Die hessische Sozialministerin Silke Lautenschläger dringt nach den Fällen von Kindesvernachlässigungen in Deutschland auf die schnelle Einführung von Pflichtuntersuchungen. Sie gehe davon aus, dass es noch in diesem Jahr zu gemeinsamen Lösungen von Bund und Ländern kommen werde.

Moderation: Doris Simon |
    Doris Simon: Vernachlässigung, das habe es immer gegeben, so wie auch Kindesmissbrauch, das heißt es beim Deutschen Kinderschutzbund. Allerdings seien die Deutschen durch die tragischen Fälle wie den des kleinen Kevin in Bremen aufmerksamer geworden und benachrichtigten schneller Polizei und Jugendamt. Silke Lautenschläger ist hessische Sozialministerin, und sie fordert schon seit langem, dass Früherkennungsuntersuchungen bei Kindern Pflicht sein müssen. Sie ist jetzt am Telefon. Frau Lautenschläger, werden die neuen Fälle von Kinderverwahrlosung der Diskussion um Pflichtuntersuchungen jetzt Nachdruck verleihen?
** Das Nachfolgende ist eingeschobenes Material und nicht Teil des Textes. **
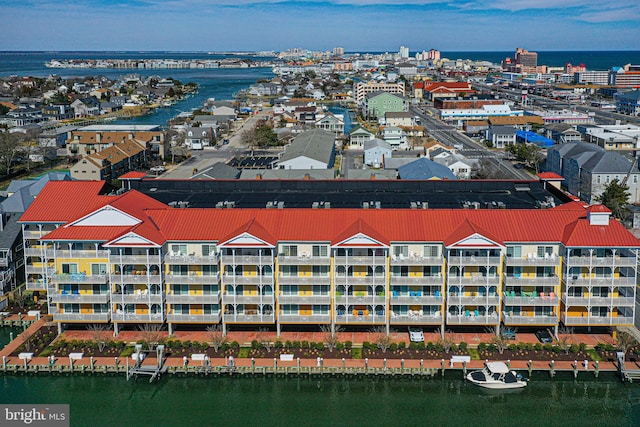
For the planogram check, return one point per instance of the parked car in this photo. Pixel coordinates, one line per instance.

    Silke Lautenschläger: Ich denke, wir haben in der Union die Diskussion eigentlich abgeschlossen, und im Moment hat der Bundesrat das beschlossen, und jetzt geht es nur noch darum, wie es umgesetzt wird, aber es gehört natürlich als ein Baustein nur dazu, denn das Hingucken, das Aufmerksamsein, das Ansprechpartner-zur-Verfügung-Stellen ist genauso wichtig, und deswegen geht es nach wie vor um einen umfangreichen Maßnahmenkatalog.

    Simon: Die Bundesfamilienministerin Ursula von der Leyen glaubt ja nach wie vor, dass Pflichtuntersuchungen Eltern solcher Kinder abschrecken. Sie will stattdessen mehr Hilfsangebote. Werden Sie sie umstimmen können?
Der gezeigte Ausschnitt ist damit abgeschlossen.